Mayim Bialik’s Breakdown
Episode: Tufts Biologist: AI Breakthroughs In Cancer & Limb Regeneration — And What They Reveal About Alien Intelligence & Human Biology | Dr. Michael Levin
Date: March 10, 2026
This engaging episode explores the groundbreaking work of Dr. Michael Levin, a renowned biologist and computer scientist at Tufts University. The conversation delves into how understanding the body’s bioelectric signals is revolutionizing perspectives on cancer, limb regeneration, collective intelligence, and even the possibilities of understanding consciousness, alien intelligence, and mind-body connection.
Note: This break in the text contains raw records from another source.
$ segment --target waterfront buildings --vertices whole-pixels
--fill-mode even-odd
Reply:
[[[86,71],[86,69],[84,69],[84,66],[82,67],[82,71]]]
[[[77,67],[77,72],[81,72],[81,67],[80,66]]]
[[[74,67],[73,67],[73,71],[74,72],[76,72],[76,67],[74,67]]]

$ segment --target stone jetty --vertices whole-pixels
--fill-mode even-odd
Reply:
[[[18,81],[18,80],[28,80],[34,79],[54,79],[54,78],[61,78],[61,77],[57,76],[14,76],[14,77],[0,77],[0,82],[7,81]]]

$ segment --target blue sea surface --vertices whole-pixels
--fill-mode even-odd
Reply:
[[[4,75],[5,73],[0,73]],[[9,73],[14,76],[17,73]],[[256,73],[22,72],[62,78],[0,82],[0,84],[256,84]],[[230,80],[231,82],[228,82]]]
By breaking down the boundaries between science and spirituality, host Mayim Bialik, co-host Jonathan Cohen, and Dr. Levin challenge traditional scientific assumptions and spark curiosity about what it means to be human.
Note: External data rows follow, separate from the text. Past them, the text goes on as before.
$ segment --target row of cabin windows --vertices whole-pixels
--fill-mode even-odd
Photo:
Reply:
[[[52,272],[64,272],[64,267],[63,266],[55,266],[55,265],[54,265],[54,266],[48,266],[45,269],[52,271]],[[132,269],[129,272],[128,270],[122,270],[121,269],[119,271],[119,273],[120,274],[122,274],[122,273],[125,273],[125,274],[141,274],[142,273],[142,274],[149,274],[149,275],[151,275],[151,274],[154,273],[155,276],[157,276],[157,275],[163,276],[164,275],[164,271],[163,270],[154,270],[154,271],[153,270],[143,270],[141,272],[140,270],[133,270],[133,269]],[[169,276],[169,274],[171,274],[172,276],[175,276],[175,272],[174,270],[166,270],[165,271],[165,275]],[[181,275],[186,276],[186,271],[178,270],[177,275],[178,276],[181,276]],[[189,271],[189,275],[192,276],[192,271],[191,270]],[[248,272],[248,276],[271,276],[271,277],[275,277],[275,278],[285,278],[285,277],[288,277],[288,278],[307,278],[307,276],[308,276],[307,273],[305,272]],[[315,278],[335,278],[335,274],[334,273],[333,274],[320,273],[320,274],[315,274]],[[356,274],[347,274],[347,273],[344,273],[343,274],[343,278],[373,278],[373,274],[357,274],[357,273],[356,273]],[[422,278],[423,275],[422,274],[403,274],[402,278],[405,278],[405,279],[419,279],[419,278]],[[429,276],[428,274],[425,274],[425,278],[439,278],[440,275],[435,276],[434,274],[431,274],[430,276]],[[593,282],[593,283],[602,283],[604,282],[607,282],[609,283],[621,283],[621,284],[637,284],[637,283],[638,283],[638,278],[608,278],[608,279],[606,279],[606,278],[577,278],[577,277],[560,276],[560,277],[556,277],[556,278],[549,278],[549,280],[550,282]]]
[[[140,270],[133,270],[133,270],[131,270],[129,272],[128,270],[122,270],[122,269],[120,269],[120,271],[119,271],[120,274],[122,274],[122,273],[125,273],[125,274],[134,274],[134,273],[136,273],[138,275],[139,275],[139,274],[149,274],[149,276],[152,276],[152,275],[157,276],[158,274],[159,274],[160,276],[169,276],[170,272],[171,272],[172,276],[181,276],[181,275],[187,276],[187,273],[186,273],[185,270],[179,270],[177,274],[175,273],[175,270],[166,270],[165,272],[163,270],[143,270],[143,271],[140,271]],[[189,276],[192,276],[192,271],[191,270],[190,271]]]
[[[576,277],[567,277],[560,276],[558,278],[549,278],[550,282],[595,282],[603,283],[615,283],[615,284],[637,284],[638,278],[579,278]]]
This episode challenges listeners to radically re-examine not only medicine but the very notion of intelligence, agency, and healing. Dr. Levin’s vision—where cancer can be “reintegrated” rather than destroyed, regenerative medicine is commonplace, and consciousness is a property of biological collectives—offers a tantalizing glimpse into the future of science, spirituality, and the mysteries bridging them.
To Be Continued: Dr. Levin returns for Part Two to discuss trauma’s impact on biology, deeper explorations of intelligence, and the possible interface between ancient traditions and cutting-edge science.
(Summary compiled true to the conversational, curious, and boundary-pushing tone of the episode.)